The US Embassy in Cairo issued a statement on Friday warning that violent clashes may break out during protests planned by the April 6 Youth Movement for Saturday, the anniversary of the group's founding.

April 6 is leading a coalition of opposition forces in the four-day protest, which are planned to start at 4 pm tomorrow, the US Embassy said.

The embassy also warned that the protests could disrupt traffic in Cairo and Alexandria.

Protests are planned for several governorates, including Cairo, Giza, Qalyubiya, Sharqiya, Beheira, Gharbiya, Suez and Port Said. There is no evidence that US institutions or US citizens would be targeted in these demonstrations, but citizens should avoid them due to the potential for violence, the embassy asserted.

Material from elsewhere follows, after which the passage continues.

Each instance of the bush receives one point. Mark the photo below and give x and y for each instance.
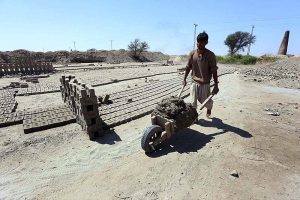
(267, 59)
(248, 60)
(237, 59)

Although the embassy has lifted a ban on domestic train travel for US citizens, the statement warned that trains could be affected by the protests and should be avoided. The statement also recommending avoiding any public places that could be the site of mass demonstrations.

The statement concluded by urging US citizens to follow the local news to keep apprised of current events as they unfold.


----------



## jemiljan (Nov 28, 2011)

I got this same message, but has there really been much of any activity in downtown Cairo?


----------



## canuck2010 (Jan 13, 2010)

I was planning to head downtown today, glad I didn't.


----------



## jemiljan (Nov 28, 2011)

canuck2010 said:


> I was planning to head downtown today, glad I didn't.


My satellite has been out, and I haven't bothered to fix it since I really don't watch it much. I have wondered what's the best way to find out if there is some sort of incident downtown before I head down there. Sometimes I'll see something posted on twitter (which I generally avoid) under #tahrir, but I usually find that for every informative tweet that are a dozen that are nothing but drivel. 

I suppose I should listen to the radio in Arabic more than I have been.


----------



## canuck2010 (Jan 13, 2010)

@DailyNewsEgypt and @cairowire are good one's


----------



## GM1 (Sep 30, 2008)

Check Bey2ollak.com (also available as an app for your mobile) there is also a Wasalny app (they have a map, where the roads have different colors according to GPS data collected from users).

You can find out if Tahrir and any other road is crowded or not. For example yesterday evening my sons had to go to the El Gouna busstop at Ramses Hilton before 9PM, so I checked both apps and find the best route from Mohandeseen to there was to take the Kasr el Nile bridge, passing by Tahrir to Ramses Hilton (both 15 May bridge and October bridge were "red", the last one even completely blocked). 

As I hadn't read anything yesterday that there were protests at Tahrir and there was no comment in Bey2ollak saying not to take the square, I decided to take that route. It was the best route, the only hassle was to pass through the cars who wanted to go on the October bridge.


----------



## MaidenScotland (Jun 6, 2009)

My driver has just arrived from downtown.. his eyes streaming as he was caught up in a tear gas attack...


----------



## GM1 (Sep 30, 2008)

Yes, yesterday there were also tear gas attacks, it was written on Bey2ollak, near Ramses station. That was the reason why traffic on the October bridge was so slow because everyone on the bridge had to watch what happened down in the street....


----------